A Short Interview with Christian Schwöbel

As a part of the launch of the Passed Recordings Label, we decided to do a short interview with each of our artists. This time we have a short chat with Christian Schwöbel, an Ambient & Drone/Experimental artist from Berlin.

Christian Schwöbel’s new album “Dystopian Pulse” will be out on 27th May on Passed Recordings, including a limited physical release on Cassette Tape.


What inspired you to start making music?

I have been playing classical guitar since my childhood, but it took a while until I found my ways to be creative with it. I started off with recording guitar loops and at some point I felt that strictly loop-based arrangements were far too limiting to my creative output, so I started a more production oriented approach using more and more synthetic sounds and samples. My inspiration comes from both the joy of just playing around and my attempt to tell a story without the use of words.
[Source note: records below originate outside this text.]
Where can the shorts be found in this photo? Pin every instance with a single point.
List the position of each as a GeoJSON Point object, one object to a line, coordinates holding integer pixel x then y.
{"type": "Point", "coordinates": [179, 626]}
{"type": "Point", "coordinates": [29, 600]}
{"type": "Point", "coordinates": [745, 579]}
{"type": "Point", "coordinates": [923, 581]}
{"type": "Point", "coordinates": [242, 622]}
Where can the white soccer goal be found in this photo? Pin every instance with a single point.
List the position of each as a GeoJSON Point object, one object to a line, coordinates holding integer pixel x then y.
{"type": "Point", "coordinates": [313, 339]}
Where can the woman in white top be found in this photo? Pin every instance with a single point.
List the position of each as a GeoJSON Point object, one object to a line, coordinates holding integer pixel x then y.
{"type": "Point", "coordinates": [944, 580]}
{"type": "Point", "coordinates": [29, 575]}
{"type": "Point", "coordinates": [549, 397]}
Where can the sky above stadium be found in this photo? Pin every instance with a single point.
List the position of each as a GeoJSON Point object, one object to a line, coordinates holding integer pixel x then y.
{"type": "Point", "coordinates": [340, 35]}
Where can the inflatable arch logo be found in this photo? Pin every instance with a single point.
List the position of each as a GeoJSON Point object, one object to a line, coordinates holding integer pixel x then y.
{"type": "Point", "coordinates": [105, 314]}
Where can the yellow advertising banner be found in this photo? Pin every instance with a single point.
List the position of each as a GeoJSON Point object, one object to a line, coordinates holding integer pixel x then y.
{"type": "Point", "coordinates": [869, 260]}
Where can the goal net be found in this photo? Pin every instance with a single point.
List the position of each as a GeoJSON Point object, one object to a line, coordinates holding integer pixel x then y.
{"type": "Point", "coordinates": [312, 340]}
How do you make your music?

It starts either with a concept of a story that I want to tell or simply with a single loop or a sound aesthetic I want to dive into. It’s a very chaotic process, I keep on zooming in and out, paying attention to little details and then again adapting the whole grand scheme and scrapping old ideas or letting it rest for a while. It could happen that I end up at a totally different place than what I had envisioned in the beginning. For me patience is key to finishing tracks. Hours are no measure for me, it might take me years to finish a track.

How would you describe the kind of music you make?

I take a theme and I translate it into sound aesthetics. On my upcoming album it’s a pulsating breathing machine that I have brought to life. Unpolished and dirty, but artificial. It was inspired by the incredible and irreversible damage we inflict on our own habitat. It is both impressive and frightening that we can destroy the planet with its own resources.

How would you like your music to affect others?

Even if it is not their cup of tea, I want my music to affect people. Someone saying “It makes me uncomfortable”, would actually still be a great success to me! But if, someday, a stranger came to me with a compliment for my music… well, that would be an even greater blessing to me.